Saturday, December 23, 2006

Welcome Aboard

A View of Iraq

There is a phenomenon that has been repeated several times in recent world history: countries that were assembled by force and made up of regions with populations that differ in religion, ethnicity, language group, race, etc. The former Soviet Union was one such, Yugoslavia was yet another. These nations were held together by quite ruthless leaders who tolerated no sectarian violence, no fighting between ethnic groups. Their efficient secret police would arrest or kill those who caused trouble. Iraq under Saddam was such a country.

When these nations lost their autocratic systems, long-suppressed ethnic tensions broke out quickly. The inertia of decades of nationhood was insufficient to hold together their quarreling parts.
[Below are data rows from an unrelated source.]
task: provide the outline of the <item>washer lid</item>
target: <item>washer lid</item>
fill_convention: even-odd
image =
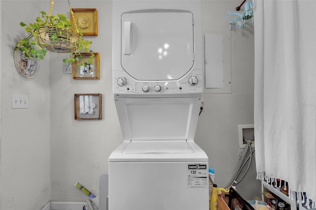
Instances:
[[[194,64],[193,14],[180,10],[127,13],[121,19],[121,65],[138,80],[179,79]]]
[[[195,151],[186,140],[132,140],[122,151],[129,154],[193,153]]]
[[[187,142],[184,143],[181,140],[168,140],[164,142],[160,140],[157,141],[158,141],[157,144],[161,143],[161,145],[153,143],[152,141],[152,140],[146,141],[147,142],[150,143],[147,144],[143,143],[143,141],[135,141],[134,142],[136,143],[133,143],[131,142],[132,142],[134,141],[124,140],[123,143],[112,152],[109,157],[109,161],[110,163],[208,161],[206,154],[193,140],[187,140]],[[179,141],[178,144],[172,145],[173,143],[177,143],[176,142],[177,141]],[[138,142],[136,142],[136,141]],[[168,143],[168,142],[170,143]],[[184,146],[186,143],[188,145],[188,147]],[[149,145],[151,146],[155,145],[156,149],[147,149],[147,151],[151,151],[149,153],[140,151],[140,149],[144,149],[144,147],[147,147],[147,146]],[[129,146],[131,146],[130,147],[130,149],[128,148]],[[176,148],[175,147],[177,146],[179,146],[178,148]],[[133,148],[133,147],[134,147]],[[163,147],[165,147],[163,148]],[[129,153],[126,153],[126,151]]]

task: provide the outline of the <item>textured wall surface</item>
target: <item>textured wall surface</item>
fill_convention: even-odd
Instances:
[[[50,200],[84,201],[86,197],[74,186],[77,181],[98,194],[99,177],[108,173],[108,157],[122,140],[112,93],[111,1],[71,1],[73,8],[98,10],[98,35],[86,38],[93,42],[92,49],[100,53],[100,79],[73,79],[72,74],[63,72],[62,59],[67,55],[52,53],[40,61],[35,78],[22,78],[16,71],[13,48],[26,35],[19,23],[32,22],[40,11],[48,12],[49,1],[0,1],[2,18],[10,17],[3,19],[1,31],[0,209],[3,210],[40,209]],[[228,184],[238,164],[238,125],[253,123],[253,27],[250,24],[231,31],[226,19],[226,11],[234,11],[239,3],[202,2],[202,35],[223,34],[229,38],[223,50],[230,58],[224,60],[224,66],[231,74],[231,92],[205,90],[196,135],[196,141],[208,156],[209,166],[215,170],[215,182],[221,187]],[[67,1],[55,1],[53,13],[57,13],[70,15]],[[102,94],[102,120],[74,120],[74,95],[77,93]],[[29,108],[11,109],[12,94],[28,95]],[[247,199],[260,194],[254,163],[237,186]]]

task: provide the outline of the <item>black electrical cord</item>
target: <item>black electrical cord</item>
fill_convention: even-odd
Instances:
[[[199,108],[199,113],[198,113],[198,116],[199,116],[199,115],[201,114],[201,112],[202,112],[202,110],[203,110],[203,106],[201,106]]]

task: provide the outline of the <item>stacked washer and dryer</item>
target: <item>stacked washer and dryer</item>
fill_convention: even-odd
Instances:
[[[201,2],[114,0],[113,92],[123,143],[109,159],[110,210],[206,210]]]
The Soviet Union simply fell apart, as did Yugoslavia. We see Iraq doing the same today.

Saddam’s secret police and military would tolerate no private militias or fighting between groups. Their attacks on the Kurds in the north and the Shia in the south were enough to maintain the Baathist Sunni dominance. They killed tens of thousands of their own citizens in pursuit of this end. They did, however, maintain civil peace.
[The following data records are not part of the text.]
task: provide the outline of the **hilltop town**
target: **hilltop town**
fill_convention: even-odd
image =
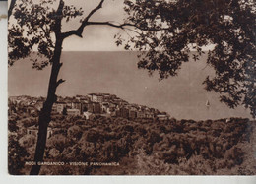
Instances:
[[[44,100],[43,97],[11,96],[9,97],[9,115],[16,112],[17,104],[26,107],[29,113],[38,112],[41,110]],[[130,104],[109,93],[89,93],[74,97],[59,96],[53,104],[52,114],[83,116],[86,119],[94,119],[96,116],[123,117],[130,120],[169,119],[166,112],[160,112],[144,105]]]

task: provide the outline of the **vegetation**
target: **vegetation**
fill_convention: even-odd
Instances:
[[[150,73],[159,71],[160,78],[177,75],[183,62],[188,61],[192,45],[198,51],[194,59],[203,53],[202,47],[215,45],[209,52],[208,64],[216,70],[216,76],[208,77],[206,89],[221,94],[221,100],[231,108],[243,103],[255,116],[255,2],[248,0],[218,1],[130,1],[125,0],[128,17],[122,24],[94,22],[92,16],[103,7],[104,0],[88,15],[80,19],[81,25],[63,32],[64,22],[74,21],[84,11],[68,6],[64,0],[12,0],[9,7],[9,62],[28,57],[36,48],[40,60],[34,59],[32,67],[38,70],[51,64],[47,97],[38,118],[39,132],[34,161],[42,161],[47,128],[51,121],[52,105],[56,101],[56,90],[63,79],[58,74],[63,41],[70,36],[82,37],[87,26],[109,26],[132,30],[137,34],[125,44],[143,52],[139,67]],[[15,19],[13,23],[10,19]],[[116,44],[123,39],[117,36]],[[145,55],[144,55],[145,54]],[[160,138],[153,134],[153,140]],[[33,166],[31,174],[38,174],[40,166]]]
[[[65,165],[44,165],[41,174],[256,174],[255,122],[248,119],[147,122],[106,117],[86,120],[62,114],[53,119],[44,161]],[[31,165],[25,163],[32,160],[36,138],[24,130],[25,122],[9,121],[19,129],[9,126],[11,173],[30,173]]]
Now the United States and Britain, with some help from allies, are trying to recreate the conditions for civil peace in Iraq. They are unlikely to succeed because they are unwilling to terrorize the various populations into submission, as Saddam did.

Iraq presents conditions almost ideally suited for our failure. It is argued, by Joe Biden and others, that since Iraq apparently cannot function as a nation, it should be divided into three parts. There are, however, two major reasons why this cannot work. First, virtually all of the oil is produced in the non-Sunni parts of the country. If Iraq split up, the Sunnis would be without income. Second, the Turks reject an independent Kurdish entity on their border.

The Kurds of northern Iraq are Sunnis but not Arabs. They constitute a part of the Kurdish region that overlaps eastern Turkey, northern Iraq, and northern Iran. They would like to form Kurdistan, a nation of Kurds. This is something that Turkey cannot tolerate. An independent Kurdish state on Turkey’s border would provide support and arms to Kurdish separatists in Turkey. Iran would not be pleased with Kurdish unrest in their northern regions either.

The Sunnis of central Iraq, Bagdad and Anbar Province, are the former rulers of Iraq and do not relish minority status. Across most of the Arab world, Sunnis apparently view the Shia the way U.S. Episcopalians view snake-handling fundamentalist Christians. That is, as sort of primitive, half-crazy low-lifes whose existence can be tolerated in menial positions but whose dominance in public life would be unthinkable.

Needless to say, the Shia majority in Iraq doesn’t share this view of their station in life. Encouraged by Iran next door, the Iraqi Shia want to run Iraq. If one-man-one-vote means anything, they probably will do so eventually.

Under these conditions, it isn’t clear that a democratic Iraq can function successfully. A betting person would bet against that outcome.